How Bazaarvoice moved 300 million shoppers to a new generation platform Part 1
{This is the first in a 3 part series of posts intended to tell an impressive story of how we have been able to achieve an epic rearchitecture of our core platform. Special thanks to all of those who have helped in review and editing the original white paper.}
At Bazaarvoice, we’ve pulled off an incredible feat, one that is such an enormous task that I’ve seen other companies hesitate to take on. We’ve learned a lot along the way and I wanted to share some of these experiences and lessons in hopes they may benefit others facing similar decisions.
The Beginning
Our original Product Ratings and Review service served us well for many years, though eventually encountered severe scalability challenges. Several aspects we wanted to change: a monolithic Java code base, fragile custom deployment, and server-side rendering. Creative use of tenant partitioning, data sharding and horizontal read scaling of our MySQL/Solr based architecture allowed us to scale well beyond our initial expectations. We’ve documented how we have accomplished this scaling on our developer blog in several past posts if you’d like to understand more. Still, time marches on and our clients have grown significantly in number and content over the years. New use cases have come along since the original design: emphasis on the mobile user and responsive design, accessibility, the emphasis on a growing network of consumer generated content flowing between brands and retailers, and the taking on of new social content that can come in floods from Twitter, Instagram, Facebook, etc.
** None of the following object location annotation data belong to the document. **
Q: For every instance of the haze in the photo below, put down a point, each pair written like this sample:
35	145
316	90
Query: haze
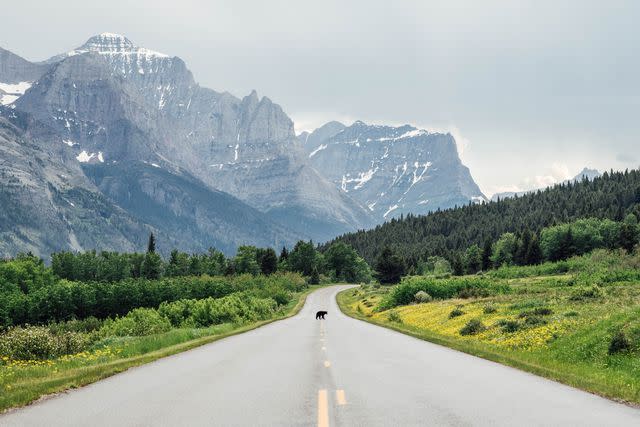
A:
533	90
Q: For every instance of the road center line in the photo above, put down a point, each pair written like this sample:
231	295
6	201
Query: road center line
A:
323	409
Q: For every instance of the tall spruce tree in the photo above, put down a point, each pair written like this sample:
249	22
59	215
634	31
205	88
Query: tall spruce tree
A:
389	267
151	245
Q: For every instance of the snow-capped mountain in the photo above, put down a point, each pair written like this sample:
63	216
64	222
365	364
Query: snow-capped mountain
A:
138	127
392	170
16	76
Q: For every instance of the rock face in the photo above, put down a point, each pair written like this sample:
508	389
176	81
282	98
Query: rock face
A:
16	76
133	125
392	170
116	102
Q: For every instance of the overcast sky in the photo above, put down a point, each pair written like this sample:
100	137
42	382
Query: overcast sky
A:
533	90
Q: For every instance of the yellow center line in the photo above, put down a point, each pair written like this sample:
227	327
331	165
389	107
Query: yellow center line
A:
323	409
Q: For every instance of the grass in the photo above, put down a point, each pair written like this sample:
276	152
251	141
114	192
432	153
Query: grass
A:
23	382
540	327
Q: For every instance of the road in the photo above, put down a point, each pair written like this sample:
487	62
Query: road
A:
338	372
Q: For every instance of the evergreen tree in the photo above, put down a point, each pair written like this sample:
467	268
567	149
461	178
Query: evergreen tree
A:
486	255
473	259
268	261
457	265
303	258
389	267
151	267
284	254
523	246
151	246
534	253
314	279
567	246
As you can imagine, since the product ratings and reviews in our system are displayed on thousands of retailer and brand websites around the world, the read traffic from review display far outweighs the write traffic from new reviews being created. So, the addition of clusters of Solr servers that are highly optimized for fast queries was a great scalability addition to our solution.
A highly simplified diagram of our classic architecture:
However, in addition to fast review display when a consumer visited a product page, another challenge started emerging out of our growing network of clients. This network is comprised of Brands like Adidas and Samsung who collect reviews on their websites from consumers who purchased the product and then want to “syndicate†those reviews to a set of retailer ecommerce sites where shoppers can benefit from them. Aside from the challenges of product matching which are very interesting, under the MySQL architecture this could mean the reviews could be copied over and over throughout this network. This approach worked for several years, but it was clear we needed a plan for the future.
As we grew, so did the challenge of an expanding volume of data in the master databases to serve across an expanding network of clients. This, together with the need to deliver more front-end web capability to our customers, drove us to what I hope you will find is a fascinating story of rearchitecture.